The Table Settings tab within the Schema section offers 3 powerful features to enhance the mapping process when working with a MongoDB collection. These features address the challenges of MongoDB's schemaless structure by offering greater flexibility and control over schema inference.

Number of records
- By default, the mapping process samples the last 100 documents from the collection to infer the schema. Users can adjust this behavior by:
  - Selecting a sample size of up to 10,000 records.
  - Sampling either the first or last records based on their preference.
- This allows you to define the number and sequence of rows sampled, enabling a more tailored approach to schema detection.
Why is this important?
MongoDB collections lack table metadata due to their schemaless structure, making schema inference challenging. Sampling an insufficient number of documents may result in incomplete mappings.
Document ID mapping
- You can map data using specific Document IDs, ensuring that the schema mapping includes only relevant records.
- Key behaviors:
  - If Data Integration finds no matches for the provided Document IDs, it displays an error notification.
  - If Data Integration finds at least one match, the mapping process continues, and you will receive a notification about any unmatched IDs in the collection.
- This feature provides a more targeted mapping approach, reducing ambiguity and improving the relevance of the inferred schema.
JSON file mapping
- Users can now upload a JSON file to define the mapping explicitly. This feature offers:
  - Greater precision in specifying the structure of the collection.
  - Enhanced control over the expected schema, minimizing errors caused by sampling variability.
- This method is ideal for advanced users who have pre-defined schema requirements or need to align with external data models.

Availability

The mapping features are accessible in both Legacy and Multi-Tables modes (excluding Change Streams) to ensure seamless integration across diverse data processing scenarios. You can find these options under the Table Settings tab in the Schema section.

Benefits

Flexibility: The ability to adjust sample size, use specific Document IDs, or define mapping through a JSON file ensures adaptability to multiple use cases.
Accuracy: These features minimize mapping errors, reducing the risk of incomplete or inconsistent schemas.
Control: This empowers users with more options to tailor the mapping process to their specific needs.

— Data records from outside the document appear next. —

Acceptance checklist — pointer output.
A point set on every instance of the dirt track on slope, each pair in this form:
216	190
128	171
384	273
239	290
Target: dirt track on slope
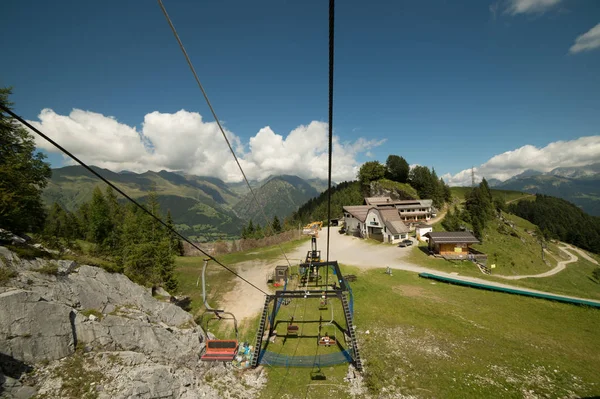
246	302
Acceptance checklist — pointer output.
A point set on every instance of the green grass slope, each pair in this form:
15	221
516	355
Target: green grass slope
583	192
434	340
508	195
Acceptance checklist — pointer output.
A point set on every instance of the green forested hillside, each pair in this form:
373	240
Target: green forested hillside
201	206
279	196
346	193
582	191
558	218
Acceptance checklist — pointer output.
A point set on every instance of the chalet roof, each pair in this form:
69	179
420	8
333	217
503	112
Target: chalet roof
378	200
387	201
358	211
392	220
451	237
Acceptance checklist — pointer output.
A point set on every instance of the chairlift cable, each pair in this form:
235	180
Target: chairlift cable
189	61
172	230
331	54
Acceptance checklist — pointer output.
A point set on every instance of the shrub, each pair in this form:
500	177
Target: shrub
50	268
6	274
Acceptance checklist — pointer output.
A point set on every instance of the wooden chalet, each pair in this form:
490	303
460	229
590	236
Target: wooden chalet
451	243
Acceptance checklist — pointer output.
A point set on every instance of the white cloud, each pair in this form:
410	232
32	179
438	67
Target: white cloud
580	152
530	6
183	141
590	40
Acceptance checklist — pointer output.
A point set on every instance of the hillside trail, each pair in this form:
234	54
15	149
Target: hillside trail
520	198
559	267
246	302
243	300
582	253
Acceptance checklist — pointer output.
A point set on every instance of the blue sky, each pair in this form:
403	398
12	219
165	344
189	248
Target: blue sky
446	84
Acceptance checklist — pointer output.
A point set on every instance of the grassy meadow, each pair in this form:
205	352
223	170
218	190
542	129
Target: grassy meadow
424	339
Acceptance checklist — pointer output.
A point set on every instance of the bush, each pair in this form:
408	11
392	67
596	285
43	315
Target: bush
28	252
6	274
89	312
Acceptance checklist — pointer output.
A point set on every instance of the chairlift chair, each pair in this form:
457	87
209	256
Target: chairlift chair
217	350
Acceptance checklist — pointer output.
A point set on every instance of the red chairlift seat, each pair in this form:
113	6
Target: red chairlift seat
220	350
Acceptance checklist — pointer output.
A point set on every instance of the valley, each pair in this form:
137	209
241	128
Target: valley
203	208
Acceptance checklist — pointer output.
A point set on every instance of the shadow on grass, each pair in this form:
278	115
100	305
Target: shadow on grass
184	303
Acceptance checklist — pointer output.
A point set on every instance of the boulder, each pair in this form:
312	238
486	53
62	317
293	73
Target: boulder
140	335
34	330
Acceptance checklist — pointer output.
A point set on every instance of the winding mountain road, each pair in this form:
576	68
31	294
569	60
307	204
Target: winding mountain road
559	267
246	302
367	255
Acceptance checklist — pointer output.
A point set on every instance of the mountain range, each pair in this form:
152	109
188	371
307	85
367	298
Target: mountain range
203	208
579	185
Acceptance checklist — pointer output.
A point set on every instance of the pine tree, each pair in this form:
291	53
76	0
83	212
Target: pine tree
115	212
100	223
23	175
176	243
276	225
396	169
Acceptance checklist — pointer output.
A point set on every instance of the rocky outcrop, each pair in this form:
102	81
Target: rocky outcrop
395	193
34	330
85	331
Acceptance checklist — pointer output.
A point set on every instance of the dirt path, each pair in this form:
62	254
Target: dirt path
354	251
246	302
582	253
559	267
520	198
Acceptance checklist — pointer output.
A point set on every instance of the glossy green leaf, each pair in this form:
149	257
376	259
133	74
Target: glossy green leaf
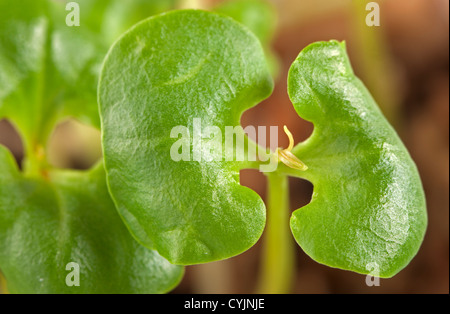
165	72
68	217
368	211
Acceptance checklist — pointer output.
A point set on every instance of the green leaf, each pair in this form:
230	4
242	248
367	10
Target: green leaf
68	217
260	17
368	210
165	72
48	70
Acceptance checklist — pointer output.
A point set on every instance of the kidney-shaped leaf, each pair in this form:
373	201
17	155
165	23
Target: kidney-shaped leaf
63	235
190	69
368	211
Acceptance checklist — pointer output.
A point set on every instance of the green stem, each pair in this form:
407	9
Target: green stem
278	256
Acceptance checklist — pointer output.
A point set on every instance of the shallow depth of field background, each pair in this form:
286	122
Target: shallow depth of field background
405	64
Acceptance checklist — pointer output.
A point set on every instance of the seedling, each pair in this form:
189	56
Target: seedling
368	204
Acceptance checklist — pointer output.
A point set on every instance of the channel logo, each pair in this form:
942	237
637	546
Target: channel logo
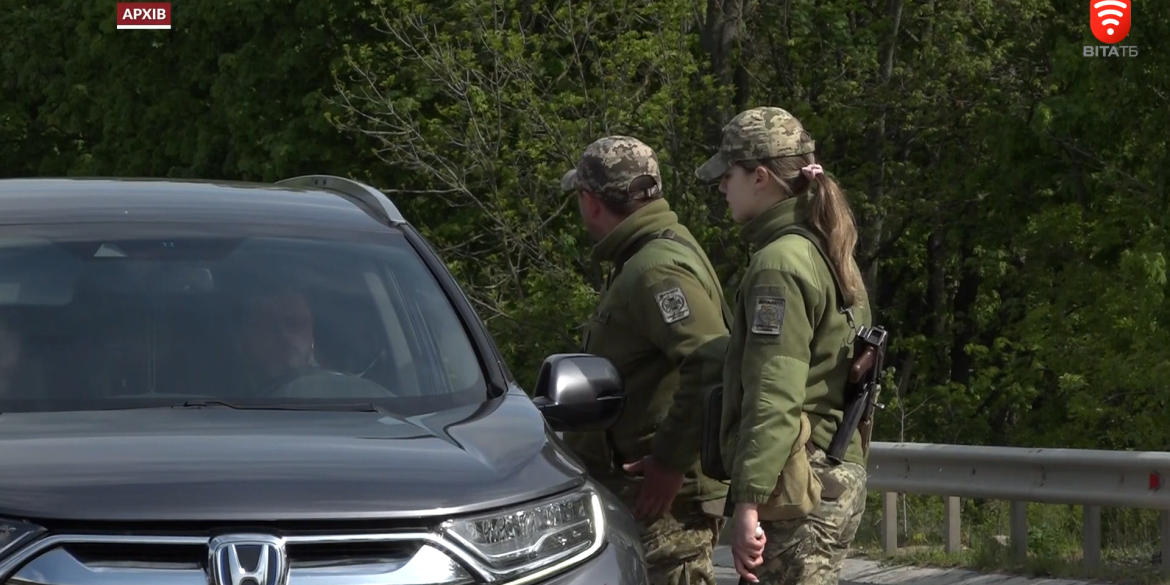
1109	20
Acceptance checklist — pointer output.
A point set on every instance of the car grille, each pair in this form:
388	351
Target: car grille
394	558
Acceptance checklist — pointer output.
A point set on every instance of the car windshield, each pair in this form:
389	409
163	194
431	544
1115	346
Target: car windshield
126	316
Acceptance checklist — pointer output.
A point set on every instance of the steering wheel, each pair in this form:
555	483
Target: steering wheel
314	382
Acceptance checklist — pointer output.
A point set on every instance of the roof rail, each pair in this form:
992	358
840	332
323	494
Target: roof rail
374	199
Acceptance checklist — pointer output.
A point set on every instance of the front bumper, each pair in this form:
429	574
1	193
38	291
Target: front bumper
614	565
391	558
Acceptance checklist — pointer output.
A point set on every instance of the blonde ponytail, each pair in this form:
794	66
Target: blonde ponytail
828	214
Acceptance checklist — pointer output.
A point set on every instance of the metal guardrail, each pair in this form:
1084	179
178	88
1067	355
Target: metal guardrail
1093	479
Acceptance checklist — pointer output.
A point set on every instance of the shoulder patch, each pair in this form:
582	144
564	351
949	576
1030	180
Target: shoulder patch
673	304
769	315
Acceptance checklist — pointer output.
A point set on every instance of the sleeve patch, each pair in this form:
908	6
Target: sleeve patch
769	317
673	304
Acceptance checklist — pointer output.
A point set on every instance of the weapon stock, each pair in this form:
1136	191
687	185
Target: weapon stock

Recommended data types for incremental keys in MongoDB to ensure accurate filtering

When using incremental mechanisms in MongoDB, the behavior of comparisons depends on the field data type designated as the increment key.

Below is a detailed explanation based on common data types:

Date/ISODate/Timestamp fields

MongoDB compares fields with the data type Date, ISODate, or Timestamp chronologically.
The mechanism performs proper date-based comparisons, such as greater than (>) or less than (<).

Example:

MongoDB considers a record with a timestamp of 2024-01-02 greater than a record with a timestamp of 2024-01-01.
This ensures logical, time-sensitive ordering and filtering.

String fields

If the increment key field is a String, MongoDB bases comparisons on alphabetical order, regardless of whether the string looks like a date.
MongoDB still treats strings that resemble dates (for example, 12/31/2023 or 2024-01-01) as plain text during comparisons.

Example:

MongoDB considers the string 12/31/2023 greater than 1/1/2024 because string comparisons evaluate the characters alphabetically from left to right.

Key considerations

The data type, not the visual format of the field's values, determines the comparison logic.
Date/ISODate/Timestamp fields enable chronological comparisons, whereas String fields use alphabetical ordering.

Recommendation

To ensure accurate incremental updates based on time or date values:

Verify that the increment key field is of the correct data type (Date, ISODate, or Timestamp).
Avoid using strings for date-like values unless you require intentional string-based ordering.